Художник вздохнул и принялся оттенять узоры на трико акробатки.
* * *
Портрет был закончен в воскресенье. Пока высыхало масло, Анж в сотый раз изучал композицию и не находил ошибок. Тени лежали именно там, где нужно, блики были легкими и насыщенными. Всё, как в жизни. Портрет Светланы стал венцом его творчества. Любой салон мог взять картину на выставку. Наверняка и коллекционеры не поскупятся в средствах, чтобы приобрести полотно. Мысль о продаже казалась Дежану кощунственной.
Глупо лгать себе, глупо тщиться надеждой, с горечью думал он. Я художник, но не чудотворец. Что бы мне ни сказали, что бы ни посоветовали, я останусь тем, кем был. Пусть удастся достигнуть совершенства в этом портрете – и что? Останется холст, и я вечно буду смотреть на него. Даже если с Санжаровым всё обойдется, в моей жизни не появится новый смысл.
Анж пожалел, что в ящике стола не лежит пистолет с одним патроном. Как легко бы всё решилось…
Но на холсте поблескивали луны и солнца, пялилась пустыми глазницами венецианская маска. А Светлана застенчиво улыбалась – только ему, одинокому и потерянному.
…Поскорей бы приехал де Селейран. Он привезет с собой тени прошлого, отголоски расцвета «Мулен Руж», увядшую ныне свежесть и задор восхитительной Ла Гулю, атмосферу «Мирлитона», эхо легких песенок Аристида Брюана, терпковатый запах дешевых духов Джейн Авриль, переставшей танцевать лет десять назад. Ненадолго ожили бы воспоминания о плакатах, написанных Тулуз-Лотреком для «Диван жапонне» Жана Сарразена, по-прежнему ярко полыхнул бы огненный оттенок волос Кармен Годен. А несравненная Иветт Гильбер до сих пор иногда поет романсы… Соприкоснуться с той восхитительной эпохой конца восьмидесятых!..

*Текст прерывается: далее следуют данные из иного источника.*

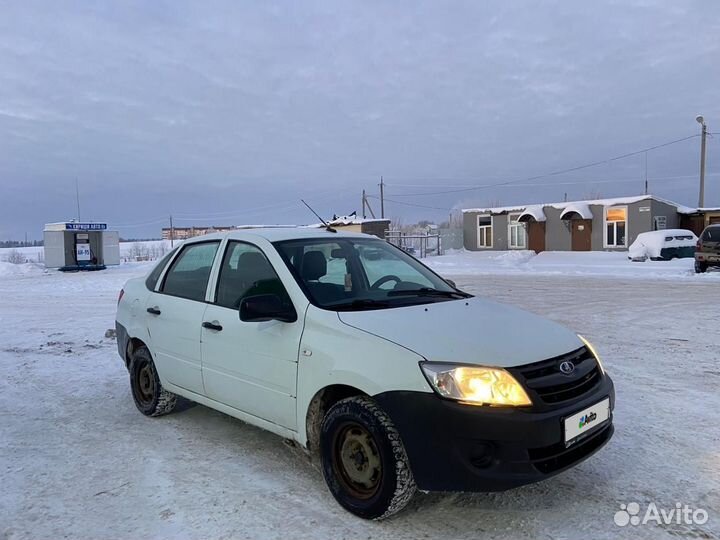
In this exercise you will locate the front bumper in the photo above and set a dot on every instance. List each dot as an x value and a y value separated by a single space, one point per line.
456 447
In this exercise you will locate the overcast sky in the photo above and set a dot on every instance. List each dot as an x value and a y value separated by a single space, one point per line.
229 112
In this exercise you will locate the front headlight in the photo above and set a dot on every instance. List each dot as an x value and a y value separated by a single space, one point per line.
475 385
593 352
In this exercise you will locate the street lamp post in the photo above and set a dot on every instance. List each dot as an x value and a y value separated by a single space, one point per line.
701 199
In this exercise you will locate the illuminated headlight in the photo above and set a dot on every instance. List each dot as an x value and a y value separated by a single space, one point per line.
594 353
475 385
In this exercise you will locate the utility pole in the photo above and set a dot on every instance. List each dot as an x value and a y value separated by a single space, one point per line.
172 234
382 198
701 199
77 196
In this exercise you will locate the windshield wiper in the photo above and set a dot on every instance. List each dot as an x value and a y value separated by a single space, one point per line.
427 291
360 304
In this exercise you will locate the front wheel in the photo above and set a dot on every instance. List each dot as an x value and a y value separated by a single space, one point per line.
150 397
363 459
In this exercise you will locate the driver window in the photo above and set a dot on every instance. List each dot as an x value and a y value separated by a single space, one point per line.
245 271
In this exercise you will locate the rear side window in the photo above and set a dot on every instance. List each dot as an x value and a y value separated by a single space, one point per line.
712 234
188 276
151 280
245 271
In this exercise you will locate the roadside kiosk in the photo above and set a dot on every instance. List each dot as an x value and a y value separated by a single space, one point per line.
73 246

Ну, вот, упустил: на полях цилиндра Светланы должен быть желтоватый блик.
* * *
– …Теперь он живет здесь. Но сейчас слишком рано. Должно быть, мсье Дежан еще спит.
Двадцать второго декабря около шести часов утра по улице шли двое – статный молодой человек с черными глазами и крепкий, приземистый мужчина в зимнем плаще и сером кепи. Оба подрагивали от холода, но расходиться по домам явно не собирались.

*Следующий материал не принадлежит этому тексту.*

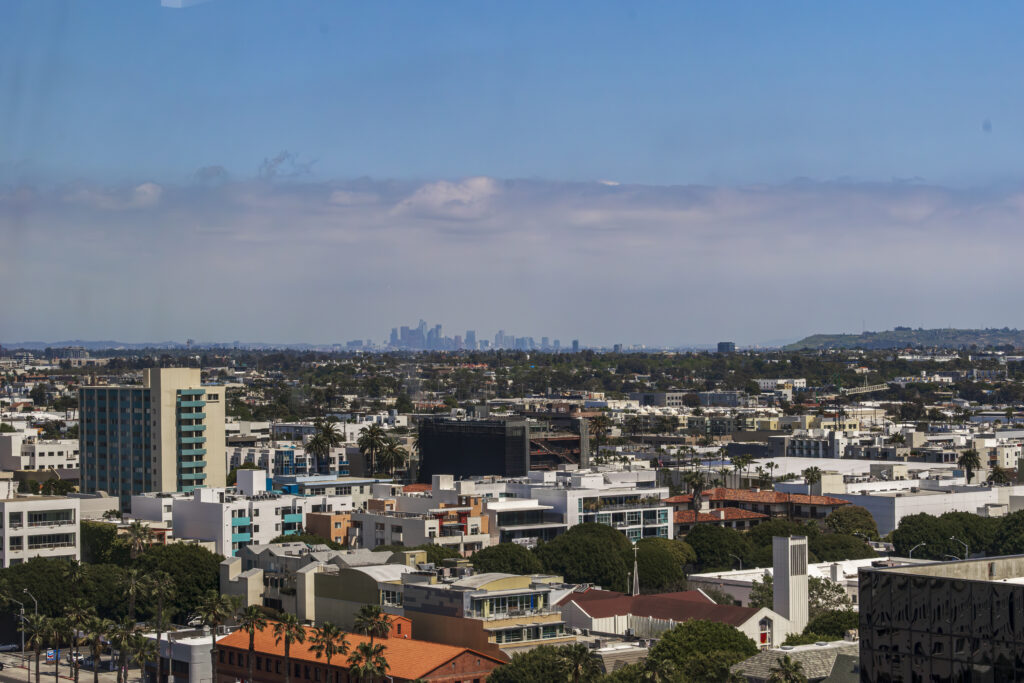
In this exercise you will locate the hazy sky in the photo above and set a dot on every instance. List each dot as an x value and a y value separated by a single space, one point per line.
662 173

– Мы сможем навестить его позже. Напомню, Пабло, что этот художник очень несчастен, – прошептал черноглазый.
– Я понимаю его, – вздохнул в ответ приземистый. – Ведь моя Ева тоже… Врачи говорят, ей уже недолго осталось.
Оба вышли под тусклый фонарь. Теперь любой обитатель здешних мест смог бы узнать Модильяни и Пикассо, забредших сюда после вечеринки в «Резвом Кролике».
– То, что ты рассказал, Моди, очень романтично, – икнув, пробормотал Пабло. – Похоже, мсье Дежан достойный человек. Я хочу посмотреть его картины.